Last September, Burwell announced that reforms were coming before a conference of the country’s treatment system administrators and doctors meeting in Northern Virginia. When she broke the news, the room erupted with applause.

Officials within HHS then began meeting with everyone across the federal government who had a stake in the opioid crisis, from the Drug Enforcement Administration to the White House’s Office of National Drug Control Policy, to figure out just where to establish the new patient limits. The DEA offered no resistance to expanding access to buprenorphine, Burwell said. 

That response suggests a thawing of the relationship between the two departments. “In general, the history has not always been a smooth and easy one between HHS and DEA, but you couldn’t have asked for better partners than them this time,” said Richard Frank, HHS’s assistant secretary for planning and evaluation. “I think people have figured out that we’re not going to arrest our way out of this problem, and I think there’s been sort of a change in leadership and attitude from bottom to top.”

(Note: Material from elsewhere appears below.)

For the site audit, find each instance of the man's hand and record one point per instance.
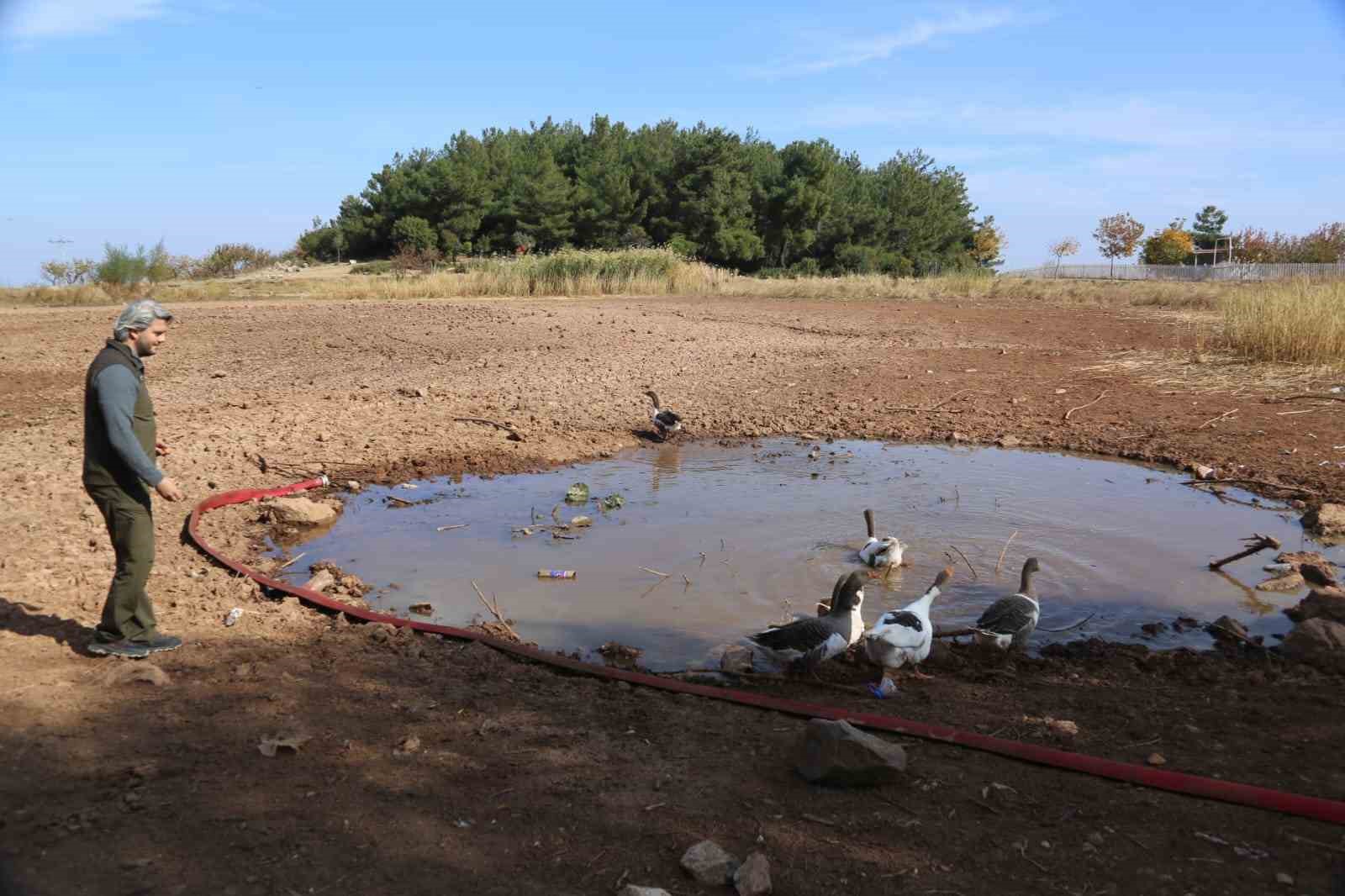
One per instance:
(168, 490)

The question that officials discussed wasn’t whether to expand the patient limit, but by how much. “Nobody knows, like, the magic number here, right?” Frank told HuffPost. “We were sort of balancing two principles: We wanted to do something that we thought would meaningfully expand access, but we wanted to move cautiously because there are risks of diversion.”

Under the proposed rule, a certified doctor who wants to go to 200 patients must also provide those patients with access to behavioral health services and have a plan in place to prevent diversion of the medication to the black market. Frank said HHS would be evaluating the impact of increased patient capacity as well.

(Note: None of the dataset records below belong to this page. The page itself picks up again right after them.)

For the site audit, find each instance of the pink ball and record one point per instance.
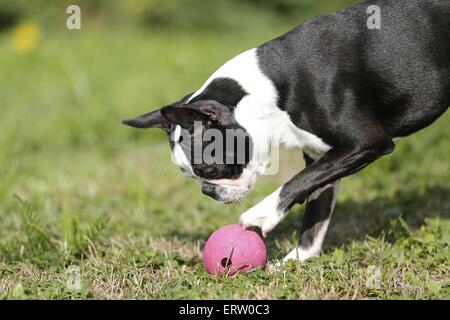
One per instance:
(231, 249)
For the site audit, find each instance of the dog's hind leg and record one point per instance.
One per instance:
(319, 208)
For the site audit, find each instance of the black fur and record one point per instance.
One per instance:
(358, 88)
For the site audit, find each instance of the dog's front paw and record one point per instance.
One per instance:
(264, 215)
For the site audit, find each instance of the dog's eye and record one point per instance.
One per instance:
(210, 173)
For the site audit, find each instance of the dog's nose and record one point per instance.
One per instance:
(209, 189)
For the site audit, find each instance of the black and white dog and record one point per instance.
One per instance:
(333, 87)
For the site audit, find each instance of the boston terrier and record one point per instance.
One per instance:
(334, 87)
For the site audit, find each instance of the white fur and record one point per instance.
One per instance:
(178, 155)
(303, 254)
(259, 114)
(265, 214)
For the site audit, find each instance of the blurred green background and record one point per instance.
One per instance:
(62, 149)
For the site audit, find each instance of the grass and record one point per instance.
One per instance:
(79, 190)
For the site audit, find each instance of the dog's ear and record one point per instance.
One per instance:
(208, 110)
(153, 119)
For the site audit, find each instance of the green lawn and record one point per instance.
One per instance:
(78, 189)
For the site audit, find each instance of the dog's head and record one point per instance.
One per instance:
(207, 143)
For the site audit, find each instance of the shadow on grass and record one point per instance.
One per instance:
(353, 220)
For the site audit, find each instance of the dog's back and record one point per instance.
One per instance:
(400, 71)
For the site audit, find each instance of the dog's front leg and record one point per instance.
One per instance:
(333, 165)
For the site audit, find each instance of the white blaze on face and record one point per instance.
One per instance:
(178, 155)
(259, 115)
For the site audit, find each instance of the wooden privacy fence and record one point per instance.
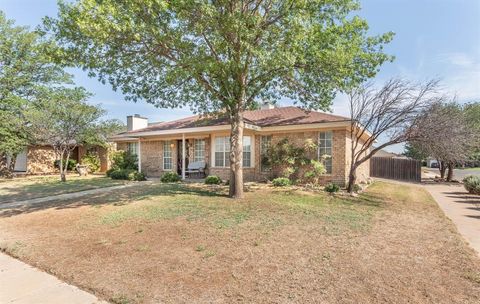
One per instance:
(396, 168)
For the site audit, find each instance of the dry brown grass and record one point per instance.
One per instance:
(188, 244)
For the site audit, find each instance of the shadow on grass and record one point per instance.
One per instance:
(117, 197)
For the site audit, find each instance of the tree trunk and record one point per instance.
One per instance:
(236, 155)
(13, 161)
(4, 168)
(63, 178)
(442, 168)
(352, 178)
(451, 165)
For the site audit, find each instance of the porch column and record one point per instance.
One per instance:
(183, 156)
(139, 156)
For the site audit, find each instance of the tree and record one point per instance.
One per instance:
(24, 69)
(414, 152)
(444, 133)
(390, 111)
(60, 117)
(221, 56)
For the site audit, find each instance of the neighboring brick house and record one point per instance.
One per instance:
(40, 159)
(159, 146)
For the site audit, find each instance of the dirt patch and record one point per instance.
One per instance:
(176, 244)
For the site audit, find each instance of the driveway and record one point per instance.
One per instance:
(462, 208)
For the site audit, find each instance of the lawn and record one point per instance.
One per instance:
(191, 244)
(20, 189)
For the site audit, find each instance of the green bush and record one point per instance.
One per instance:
(137, 176)
(472, 184)
(124, 160)
(281, 182)
(70, 166)
(332, 188)
(126, 174)
(170, 177)
(213, 180)
(92, 161)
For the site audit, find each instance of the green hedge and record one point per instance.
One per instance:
(71, 164)
(281, 182)
(472, 184)
(213, 180)
(170, 177)
(126, 174)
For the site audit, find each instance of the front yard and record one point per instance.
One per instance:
(25, 188)
(176, 243)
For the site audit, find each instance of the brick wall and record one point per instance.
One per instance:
(40, 160)
(152, 156)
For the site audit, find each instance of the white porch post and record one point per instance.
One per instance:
(183, 156)
(139, 156)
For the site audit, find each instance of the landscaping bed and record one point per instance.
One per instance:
(176, 243)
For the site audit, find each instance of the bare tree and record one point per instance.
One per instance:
(388, 112)
(444, 134)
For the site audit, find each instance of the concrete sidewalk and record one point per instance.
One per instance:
(21, 283)
(462, 208)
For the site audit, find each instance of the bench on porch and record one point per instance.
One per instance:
(196, 168)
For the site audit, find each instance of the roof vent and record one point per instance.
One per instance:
(267, 106)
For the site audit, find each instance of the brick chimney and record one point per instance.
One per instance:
(135, 122)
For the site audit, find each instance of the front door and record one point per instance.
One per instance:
(179, 156)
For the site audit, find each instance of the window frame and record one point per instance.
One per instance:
(167, 148)
(263, 151)
(325, 144)
(197, 158)
(226, 151)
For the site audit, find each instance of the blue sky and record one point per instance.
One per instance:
(434, 39)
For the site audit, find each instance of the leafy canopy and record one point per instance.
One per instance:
(220, 55)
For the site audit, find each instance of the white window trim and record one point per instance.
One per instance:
(163, 155)
(318, 150)
(252, 151)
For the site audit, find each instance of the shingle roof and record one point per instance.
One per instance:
(263, 118)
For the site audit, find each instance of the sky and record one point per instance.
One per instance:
(433, 39)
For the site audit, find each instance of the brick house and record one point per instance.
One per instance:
(39, 159)
(160, 146)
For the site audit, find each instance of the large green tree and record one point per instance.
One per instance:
(24, 70)
(221, 56)
(61, 118)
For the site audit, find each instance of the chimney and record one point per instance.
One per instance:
(267, 106)
(135, 122)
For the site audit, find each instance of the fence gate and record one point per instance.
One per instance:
(396, 168)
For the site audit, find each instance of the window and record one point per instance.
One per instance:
(265, 142)
(222, 151)
(247, 152)
(325, 149)
(199, 150)
(132, 148)
(167, 155)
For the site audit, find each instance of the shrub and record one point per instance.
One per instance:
(92, 161)
(136, 176)
(124, 160)
(70, 166)
(472, 184)
(357, 188)
(281, 182)
(213, 180)
(332, 188)
(170, 177)
(126, 174)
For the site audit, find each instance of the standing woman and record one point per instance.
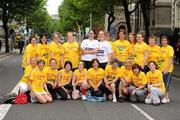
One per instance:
(52, 77)
(95, 79)
(43, 51)
(138, 89)
(38, 86)
(166, 65)
(71, 51)
(64, 86)
(105, 51)
(125, 72)
(140, 51)
(89, 48)
(132, 41)
(79, 80)
(111, 76)
(154, 51)
(57, 50)
(120, 48)
(23, 85)
(29, 52)
(156, 86)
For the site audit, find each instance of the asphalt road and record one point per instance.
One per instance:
(10, 74)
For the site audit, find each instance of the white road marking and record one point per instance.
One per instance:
(5, 107)
(142, 112)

If the 200-patient limit proves not to be high enough to meet demand, he said, HHS can propose further adjustments.

The American Society of Addiction Medicine, for example, had wanted to phase in a 500-patient cap. The Senate health committee recently passed an amendment that recommended a similar increase.

The amendment also called for nurse practitioners and physician assistants to be able to prescribe buprenorphine. Frank said HHS doesn’t have the authority to include such medical personnel in its proposed rule. But it hopes to do a large-scale pilot program with nurse practitioners and physician assistants.